Understanding Sample Sizes in Data
Feb. 10, 2026
Jay Stadelman
On the City Health Dashboard, some metrics are based on data from national surveys like the Behavioral Risk Factor Surveillance System (BRFSS) and the American Community Survey (ACS), which attempt to characterize the health and social conditions of the whole country, and also jurisdictions within it, by asking questions of a representative sample of people. In this blog, we will explain how samples can generate accurate estimates when using a representative sampling frame and explore how the size of a sample affects the quality of the data produced by surveys.

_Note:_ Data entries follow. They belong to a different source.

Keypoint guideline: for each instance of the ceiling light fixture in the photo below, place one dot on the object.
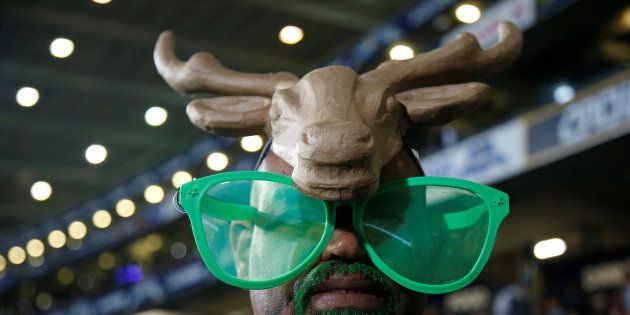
(549, 248)
(41, 190)
(61, 47)
(27, 96)
(217, 161)
(154, 194)
(35, 248)
(101, 219)
(155, 116)
(401, 52)
(180, 178)
(95, 154)
(251, 143)
(468, 13)
(56, 239)
(125, 208)
(16, 255)
(563, 93)
(3, 263)
(291, 34)
(77, 230)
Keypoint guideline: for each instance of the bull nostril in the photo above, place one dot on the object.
(306, 138)
(366, 138)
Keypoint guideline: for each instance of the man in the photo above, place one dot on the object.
(342, 289)
(314, 231)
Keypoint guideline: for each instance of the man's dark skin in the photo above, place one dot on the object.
(344, 246)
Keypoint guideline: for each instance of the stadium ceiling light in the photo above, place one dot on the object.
(41, 190)
(16, 255)
(468, 13)
(154, 194)
(125, 208)
(3, 263)
(27, 96)
(401, 52)
(217, 161)
(251, 143)
(291, 34)
(95, 154)
(549, 248)
(77, 230)
(155, 116)
(180, 178)
(35, 248)
(61, 47)
(56, 239)
(563, 93)
(65, 276)
(101, 219)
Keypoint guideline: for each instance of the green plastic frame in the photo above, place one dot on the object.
(191, 199)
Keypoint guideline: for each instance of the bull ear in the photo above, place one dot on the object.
(231, 115)
(441, 104)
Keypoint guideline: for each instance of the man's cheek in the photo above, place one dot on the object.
(272, 301)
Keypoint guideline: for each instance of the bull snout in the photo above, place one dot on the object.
(336, 143)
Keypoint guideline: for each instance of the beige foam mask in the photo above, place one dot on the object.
(337, 128)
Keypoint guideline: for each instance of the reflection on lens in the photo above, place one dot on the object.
(434, 235)
(260, 230)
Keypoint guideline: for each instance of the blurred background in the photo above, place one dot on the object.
(93, 144)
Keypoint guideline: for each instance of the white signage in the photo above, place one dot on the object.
(487, 157)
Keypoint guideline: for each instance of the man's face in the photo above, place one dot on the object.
(343, 278)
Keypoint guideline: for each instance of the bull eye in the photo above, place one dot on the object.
(391, 105)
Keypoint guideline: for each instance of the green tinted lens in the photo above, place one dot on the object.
(428, 234)
(260, 230)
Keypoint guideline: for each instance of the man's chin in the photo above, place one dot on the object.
(346, 300)
(340, 288)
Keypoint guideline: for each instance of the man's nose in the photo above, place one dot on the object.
(344, 243)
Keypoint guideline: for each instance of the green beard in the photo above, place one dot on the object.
(322, 272)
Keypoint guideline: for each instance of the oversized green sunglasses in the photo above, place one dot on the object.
(254, 230)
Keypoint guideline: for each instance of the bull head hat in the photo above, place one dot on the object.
(335, 127)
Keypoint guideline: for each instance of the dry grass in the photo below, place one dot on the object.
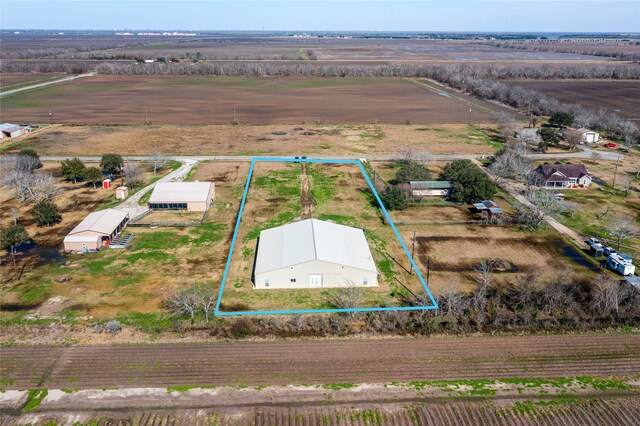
(366, 139)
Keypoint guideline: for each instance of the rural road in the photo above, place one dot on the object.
(47, 83)
(131, 206)
(379, 360)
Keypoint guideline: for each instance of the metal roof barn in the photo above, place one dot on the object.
(314, 253)
(190, 196)
(96, 230)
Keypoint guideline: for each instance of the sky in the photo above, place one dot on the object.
(327, 15)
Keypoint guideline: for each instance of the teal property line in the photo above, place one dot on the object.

How small samples can cause big swings
Imagine you have a bag of 100 marbles, 20 red and 80 green. The red marbles represent people with a particular disease. If you randomly pull two marbles from the mix, and happen to get one red and one green, you might think 1 of every 2 people has the disease. But if you pull 50 marbles, you are more likely to get a ratio that resembles the actual ratio in the whole bag. As sample size grows, the information in the sample gets closer to accurately representing what’s going on in the population. In other words, larger samples give more accurate and reliable results, while smaller samples are more volatile and prone to inaccuracies.
So why don’t we just survey more people? Public health surveys are resource-intensive. They require sophisticated logistics, many hours of work, and highly trained, detailed-oriented staff, making them quite expensive to conduct. Sometimes we may want to draw a larger sample, but cannot afford to do so.
What do data scientists do to address small sample sizes?
Public health agencies encourage caution when interpreting statistics based on small samples. But it’s incorrect to assume that all metric estimates calculated based on small samples are inaccurate. Data scientists can compensate for small sample sizes in numerous ways, employing more advanced methods to smooth out some of the uncertainty.
One of those advanced methods includes making sure that the sample - regardless of its size - closely resembles the population from which it’s drawn. Data scientists first use techniques to make sure the sample is drawn from a broader population so that everyone had a chance of being selected. This generally results in samples that reflect the same percentage as the broader population of people by race and ethnicity, sex, education, wealth, geographic, and other groups. If they are successful, the data scientists will have generated what is known as a ‘representative’ sample. Representative samples, even if small, are often successful in producing accurate and realizable metric estimates.
What can data users do?
Both producers and consumers of statistics need to exercise care in working with datasets produced via small samples. If an estimate looks wrong, and you know it’s based on a small sample, the estimate might have been influenced by the sample size.
When exploring data, especially data that may be based on small samples, here are a few tips:
Explore all available years of data to help gain a fuller picture.
Explore confidence intervals – a calculated range of values that likely contain the true value – for neighborhood level metrics. A ‘90% confidence interval’ means we are 90% certain the true value lies between the two listed values.
Find Confidence Intervals in the Metric Table view under ‘Error Margins’.
Compare Dashboard data against other available data sources, including qualitative data from residents as well as your own experience, to gain additional perspectives.
Check out our Technical Document to learn more about our data practices and methods.

We take data quality very seriously at the Dashboard. If we cannot provide an estimate that we’re confident in, we do not publish the data. We validate our metric estimates and apply data source-specific censoring criteria where warranted to ensure accuracy and reliability. We also do our best to communicate when our data have limitations that may affect their accuracy, including if they are based on small sample sizes (see Data Tips on each Metric Detail page).

If you ever see data on the Dashboard that you think may be incorrect, or if you want to learn more about our data and validation processes, please reach out to us. We hope this blog helped you better understand the challenges of working with data sampled from smaller numbers of people and provides you with ways to think about and interpret what’s really happening in your community.